In 1986, our house was cheaper than identical ones nearby because it was on an arterial street with buses and near a gas station where mechanics worked late. We accepted that tradeoff. A similar tradeoff was accepted by all the complaining neighbors who now are shocked that a gun range is noisy.
This takes us to Gordon Tullock. He examined how people use political power to take money from others for themselves. Economists call this “rent-seeking.” Rather than using resources to produce new goods or services, they try to sway politicians. Tullock was a conservative, but other economists across the political and spectrum would agree: Here is classic rent-seeking.
Winning would give adjacent property owners a quieter life. The value of their properties would go up. Citizens of municipalities whose police officers use the range would be losers, as would taxpayers in general.
Certainly, more isolated land is available at the urban fringe, just as 60 years ago. But building a new range is expensive — Boise’s new one will cost $2.8 million. The time and expense of sending officers farther every time they train is costly, too.
So how do the individual losses of taxpayers, spread out over a large area, compare with the gain of landowners adjacent to the existing range?
That brings us to Mancur Olson. He examined “the logic of collective action,” in which a small group of people, each of whom has much at stake, will win out politically over much larger groups, the members of which, individually, have very little at stake. Well-organized landowners who stand to gain a lot by closing a gun range have the edge.
And that, in turn, leads us to 1991 Nobelist Ronald Coase. Gun noise is an external cost, which reduces the efficiency of a free market. But, Coase argued, that reduction is minimized as long as property rights are clearly specified. In this case, the law could be clear that the range has the right to make noise.
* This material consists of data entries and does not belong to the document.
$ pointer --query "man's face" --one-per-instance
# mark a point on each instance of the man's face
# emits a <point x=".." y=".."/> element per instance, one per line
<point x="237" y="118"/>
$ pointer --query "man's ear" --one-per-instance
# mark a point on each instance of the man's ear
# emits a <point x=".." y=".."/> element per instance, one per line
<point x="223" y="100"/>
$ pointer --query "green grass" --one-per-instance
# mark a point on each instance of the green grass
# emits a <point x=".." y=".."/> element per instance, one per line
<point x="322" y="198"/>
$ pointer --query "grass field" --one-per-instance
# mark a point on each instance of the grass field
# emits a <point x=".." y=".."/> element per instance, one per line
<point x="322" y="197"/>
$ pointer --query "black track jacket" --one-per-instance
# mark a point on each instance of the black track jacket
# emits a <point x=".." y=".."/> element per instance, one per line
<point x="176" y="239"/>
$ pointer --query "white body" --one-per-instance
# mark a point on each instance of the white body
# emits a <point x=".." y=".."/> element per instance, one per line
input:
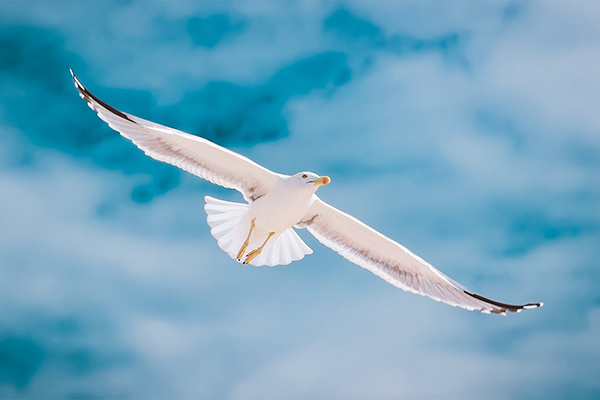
<point x="283" y="207"/>
<point x="277" y="203"/>
<point x="276" y="213"/>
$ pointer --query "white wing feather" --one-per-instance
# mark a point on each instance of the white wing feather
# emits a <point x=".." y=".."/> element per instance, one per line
<point x="391" y="261"/>
<point x="188" y="152"/>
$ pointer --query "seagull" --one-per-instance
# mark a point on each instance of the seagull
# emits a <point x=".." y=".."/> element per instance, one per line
<point x="261" y="232"/>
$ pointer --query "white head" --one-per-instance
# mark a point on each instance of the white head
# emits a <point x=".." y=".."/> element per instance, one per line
<point x="309" y="180"/>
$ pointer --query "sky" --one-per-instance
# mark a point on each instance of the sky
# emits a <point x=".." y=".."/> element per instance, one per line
<point x="467" y="131"/>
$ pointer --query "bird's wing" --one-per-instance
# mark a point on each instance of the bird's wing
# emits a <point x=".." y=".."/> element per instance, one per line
<point x="188" y="152"/>
<point x="393" y="262"/>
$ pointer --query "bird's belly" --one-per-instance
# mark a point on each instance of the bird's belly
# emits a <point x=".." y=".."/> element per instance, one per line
<point x="277" y="216"/>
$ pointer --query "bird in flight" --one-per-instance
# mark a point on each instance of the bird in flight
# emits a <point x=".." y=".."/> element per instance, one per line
<point x="261" y="232"/>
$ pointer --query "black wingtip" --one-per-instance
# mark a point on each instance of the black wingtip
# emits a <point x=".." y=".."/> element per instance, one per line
<point x="504" y="307"/>
<point x="90" y="98"/>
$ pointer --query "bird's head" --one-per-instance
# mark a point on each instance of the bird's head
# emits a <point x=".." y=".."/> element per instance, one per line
<point x="310" y="179"/>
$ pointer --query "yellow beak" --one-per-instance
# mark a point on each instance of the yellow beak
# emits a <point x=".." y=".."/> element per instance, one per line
<point x="324" y="180"/>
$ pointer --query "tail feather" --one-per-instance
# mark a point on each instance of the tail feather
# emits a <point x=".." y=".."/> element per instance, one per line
<point x="229" y="227"/>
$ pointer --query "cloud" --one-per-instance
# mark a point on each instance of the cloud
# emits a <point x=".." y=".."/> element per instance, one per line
<point x="464" y="131"/>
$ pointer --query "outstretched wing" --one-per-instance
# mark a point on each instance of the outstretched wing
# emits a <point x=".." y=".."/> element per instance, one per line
<point x="188" y="152"/>
<point x="393" y="262"/>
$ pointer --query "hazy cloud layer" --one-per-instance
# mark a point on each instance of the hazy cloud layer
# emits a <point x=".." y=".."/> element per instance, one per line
<point x="466" y="131"/>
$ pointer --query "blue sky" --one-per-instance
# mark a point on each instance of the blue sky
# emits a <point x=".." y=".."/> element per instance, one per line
<point x="468" y="131"/>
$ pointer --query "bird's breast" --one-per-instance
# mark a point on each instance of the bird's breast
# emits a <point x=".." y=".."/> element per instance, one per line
<point x="279" y="210"/>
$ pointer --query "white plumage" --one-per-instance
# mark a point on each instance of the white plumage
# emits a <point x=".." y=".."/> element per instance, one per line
<point x="262" y="231"/>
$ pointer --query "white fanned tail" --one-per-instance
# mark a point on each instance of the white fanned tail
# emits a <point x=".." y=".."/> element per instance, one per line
<point x="230" y="228"/>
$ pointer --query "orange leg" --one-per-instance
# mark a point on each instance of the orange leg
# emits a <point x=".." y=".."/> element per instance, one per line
<point x="256" y="252"/>
<point x="245" y="245"/>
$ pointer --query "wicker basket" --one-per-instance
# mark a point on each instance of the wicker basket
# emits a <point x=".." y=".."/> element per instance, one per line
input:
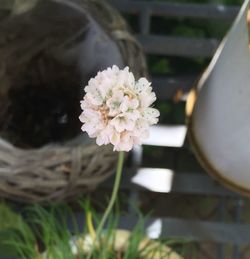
<point x="56" y="172"/>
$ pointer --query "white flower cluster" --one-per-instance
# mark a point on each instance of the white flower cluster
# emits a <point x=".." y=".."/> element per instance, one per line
<point x="116" y="108"/>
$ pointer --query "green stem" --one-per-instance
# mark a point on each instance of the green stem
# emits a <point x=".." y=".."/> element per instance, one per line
<point x="112" y="199"/>
<point x="114" y="193"/>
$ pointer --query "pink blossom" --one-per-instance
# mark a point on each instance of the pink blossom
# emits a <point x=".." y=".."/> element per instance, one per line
<point x="116" y="108"/>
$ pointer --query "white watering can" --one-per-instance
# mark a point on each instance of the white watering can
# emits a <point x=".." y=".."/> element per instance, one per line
<point x="220" y="123"/>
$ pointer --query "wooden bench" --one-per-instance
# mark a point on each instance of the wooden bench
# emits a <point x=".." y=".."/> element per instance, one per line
<point x="171" y="180"/>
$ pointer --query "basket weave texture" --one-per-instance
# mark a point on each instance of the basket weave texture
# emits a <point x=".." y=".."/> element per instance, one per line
<point x="58" y="172"/>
Conversely, it could clearly say that neighboring landowners have the right to quiet.
In the first case, neighbors could get together and pay the city to shut down the range, build noise reduction structures or limit hours. Or they could just live with the noise.
In the second case, the city could pay for noise attenuation, limit hours, close the range or pay damages to the neighbors, either a one-time lump sum for an easement or an annual nuisance compensation fee.
There is a difference in who comes out ahead financially between the two cases. But, Coase argued, either situation could be the most economically efficient possible as long as the rules are clear.
The law is pretty clear in St. Paul’s case: The city can legally operate the range as it sees fit. The neighbors should pay if they want quiet and higher property values.
But one can always resort to politicking. That clouds the rules. Laws can be overturned. A city can be cowed into concessions.
Identifying economic efficiency is a topic in itself. Following Italian economist Vilfredo Pareto, Nicolas Kaldor and John Hicks clarified key criteria. If the gain in well-being by neighbors closing a range exceeds the loss in well-being to the city or cities that had used it, then a shut-down is the economically efficient option. This is true regardless of who actually bears the cost.
On the other hand, if the added-taxes or reduced-police-effectiveness costs of shutting the range exceed benefits to neighbors, then keeping it open is most efficient. Again, this is independent of who actually bears the cost.
What is true for gun noise is true for agricultural or construction pollution of rivers, acid rain, nuclear waste disposal and myriad other externalities at the state and federal levels. It is true for coral bleaching and sea-level rises globally as a result of man-made activities. The scale is different, but the economics are the same.